Tanaman 1 : Hmm… Memangnya ada tempat seperti itu ya?

Tanaman 2 : Hmm… Aku juga tidak tau!

Tanaman 1 : Kalau begitu ayo cari tau bersama!

Tanaman 2 : Ayoo!

Natsumi : Tunggu, tunggu. Kalian tidak tau tapi bagaimana mau mengantarku?

Tanaman 1 : Kami memang tidak tau

Tanaman 2 : Tapi guardian pasti tau!

Natsumi : Guardian? Siapa itu?

Tanaman 1 : Dia penjaga hutan ini. Dia pasti tau semua tempat pertapaan di hutan ini.

Natsumi : Kalau begitu antar aku ke sana

Tanaman 2 : Tidak mengantar. Mencari bersama!

Tanaman 1 2 : Karena kami tidak tau dia ada di mana!

Natsumi : Ah, kalian menyebalkan. Lebih baik aku pergi sendiri, daaah!

(Natsumi tetep pergi, tapi dia diikuti tanaman ajaib sambil merengek megang tangan Natsumi).

Tanaman1 : Tiidaak! Jangaan!

Tanaman2 : Maafkan kami! Huuhuhuhu

Natsumi : Uhh! Berhenti! Lepaskan akuu!

(tiba-tiba guardian datang)

Guardian : Apa ini? Ramai sekali.

Tanaman1 : Ah, guardian! (excited)

Tanaman2 : Itu dia, si Guardian!

Guardian : Kalian tenanglah, pergi dari sini jangan ganggu dia.

(kedua tanaman tadi langsung pergi)


Natsumi : Ha-halo. (kikuk) Namaku Natsumi. Kudengar dari mereka kau tau seluruh
pertapaan di hutan ini. Jadi….

Guardian : Pertapaan milik Orenji-sama kan? Tidak jauh dari sini.

Natsumi : T-tunggu, Orenji-sama?

Guardian : Pertapaan–agung-ditengah-hutan-yang-tersinari-oleh-cahaya-dari-sela-sela-
pepohonan-tinggi kan? Itu milik Orenji-sama. Ada perlu apa mencarinya?
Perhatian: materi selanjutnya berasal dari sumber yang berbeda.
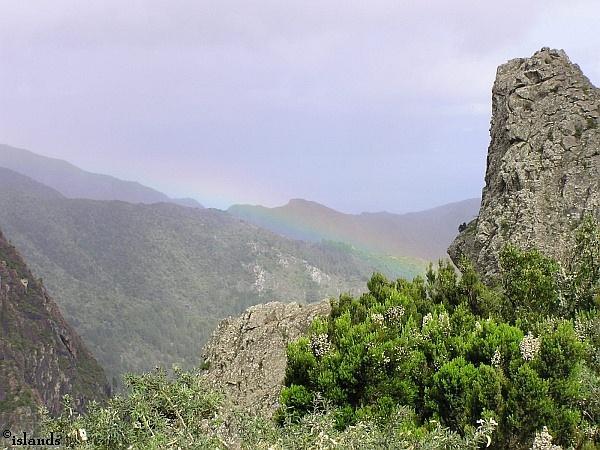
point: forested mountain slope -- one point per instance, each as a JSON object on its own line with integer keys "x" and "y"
{"x": 147, "y": 284}
{"x": 423, "y": 234}
{"x": 41, "y": 356}
{"x": 74, "y": 182}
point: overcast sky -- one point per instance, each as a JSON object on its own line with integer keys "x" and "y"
{"x": 360, "y": 105}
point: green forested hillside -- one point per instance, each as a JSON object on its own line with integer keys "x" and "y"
{"x": 441, "y": 362}
{"x": 145, "y": 285}
{"x": 41, "y": 357}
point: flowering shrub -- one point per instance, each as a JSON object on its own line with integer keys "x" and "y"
{"x": 455, "y": 350}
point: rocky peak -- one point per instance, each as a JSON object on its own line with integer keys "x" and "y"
{"x": 543, "y": 165}
{"x": 246, "y": 356}
{"x": 41, "y": 357}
Natsumi : Meiji diambang perang dengan Eropa. Bapakku memintaku untuk datang ke
sini menemuinya.

Guardian : Eh, perang? Wah, gawat ini. Kita harus segera menemui Orenji-sama!
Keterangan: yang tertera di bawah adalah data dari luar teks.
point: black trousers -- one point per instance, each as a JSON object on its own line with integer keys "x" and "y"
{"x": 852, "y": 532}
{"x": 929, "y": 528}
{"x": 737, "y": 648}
Guardian pun mengantar Natsumi ke tempat pertapaan Orenji-sama.

(Guardian dan Natsumi muterin stage, mencari jalan).

Natsumi merasa ngeri, semakin dekat dengan tempat pertapaan, pohon-pohon disekitarnya
semakin tinggi. Tiba-tiba sang Guardian menghentikan langkahnya.

Guardian : Aku hanya bisa mengantarmu sampai ke sini. Temuilah dia sendiri. Aku pergi
sekarang.

Natsumi : E-eeh?!

(guardian langsung kabur gitu aja ninggalin Natsumi)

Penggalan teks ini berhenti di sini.